Il dansait, faisait parfois des sauts — ses pieds ne touchaient plus la corde — ; à certains moments même, il s’allongeait sur le câble. Il exécutait toutes ces figures en arborant un sourire extatique. Il était de toute évidence dans un état de grâce. Les témoins de cette extraordinaire prouesse en parlent encore avec des larmes dans les yeux. Rupert Gethin estime que cet incroyable acrobate a dû maintenir un état de vigilance constant, fondamentalement sain et positif, ce genre d’état qui contribue à atteindre l’Eveil.

Nous avons argumenté que cette prouesse dépendait de la motivation de l’acrobate. Bien qu’il ait déclaré que son exploit était une pure démonstration de beauté offerte au monde, il aurait pu avoir été motivé par des objectifs moins nobles. On peut, par exemple, imaginer le cas d’un autre acrobate voulant ainsi marcher sur une corde raide dans le but de se venger et d’assassiner quelqu’un se trouvant à l’autre bout du filon d’acier. Rupert Gethin a alors estimé que si tel était le cas, le funambule en question serait incapable de maintenir une pure vigilance et chuterait inévitablement.

Un cas de figure encore plus clair consisterait à envisager un sniper guettant la victime qu’il a l’intention de tuer : il maintient certes une concentration centrée sur un objet défini, demeure sans faillir, calme et posé, dans le moment présent ; il est capable de maintenir son attention pendant un long moment et de la ramener sur sa cible dès qu’elle s’en égare. S’il veut réaliser son sinistre but, il doit éliminer toute distraction et tout relâchement, attitudes mentales qui sont les deux obstacles majeurs au maintien de l’attention.

Dans ce cas, il manque donc la dimension éthique qui permet de qualifier l’attention de « saine » et de facteur contribuant à l’Eveil. L’attention pure, aussi affinée soit-elle, n’est jamais qu’un instrument que l’on peut utiliser pour atteindre l’Eveil, mais qui peut tout aussi bien être la cause d’immenses souffrances.

L’Abhidharma-kosha définit la vigilance correcte comme étant « consciente de la vertu. » Outre le fait de porter l’attention (pali manasikara ; sanskrit manaskara, tibétain yid la byed pa en tibétain) sur un objet déterminé et de la maintenir (pali sati, skt, smriti, tib. dran pa) sur ledit objet, la pleine conscience doit inclure une continuité dans la dimension éthique de la vigilance, ainsi qu’une compréhension claire et dénuée de toute erreur de la nature de l’état mental présent (pali sampajanna, skt samprajnana, tib. shes bzhin).
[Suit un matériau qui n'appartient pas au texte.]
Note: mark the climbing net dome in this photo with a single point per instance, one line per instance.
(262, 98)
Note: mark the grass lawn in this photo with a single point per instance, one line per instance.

Cette composante éthique bien intégrée, qui consiste à être intimement concerné par la qualité de nos pensées et de nos actes (pali appamadena, skt apramada, tib. bag yod) permets de veiller constamment et sans faillir à ce que l’esprit ne tombe pas sous la coupe de pensées malsaines qui mènent à des actes négatifs.

Il est vrai qu’un méditant qui demeure dans une pure présence éveillée et une parfaite compréhension de la nature de l’esprit, libre de fabrications mentales, ne saurait appuyer sur la gâchette pour tuer quelqu’un. Ce pur éveil est un état de sagesse associé à la compréhension de la nature fondamental de l’esprit, qui est entièrement libre d’ignorance et de toxines mentales, et empreint d’un altruisme et d’une compassion spontanés et inconditionnels.  Cet état résulte de l’atteinte de la liberté intérieure et ne doit pas être confondu avec l’attention pure.

On peut certes accepter l’idée que quelqu’un qui demeure dans un état de présence éveillée, claire, limpide, vaste, ouverte et libre de constructions mentales–de réminiscences du passé, d’anticipations de l’avenir et de distractions dans le présent–ne saurait commettre un acte négatif. Toutefois, un tel état méditatif est naturellement associé à une sagesse et à un altruisme et une compassion spontanés et inconditionnels, donc à une dimension éthique, qui n’est pas nécessairement présente dans l’attention pure.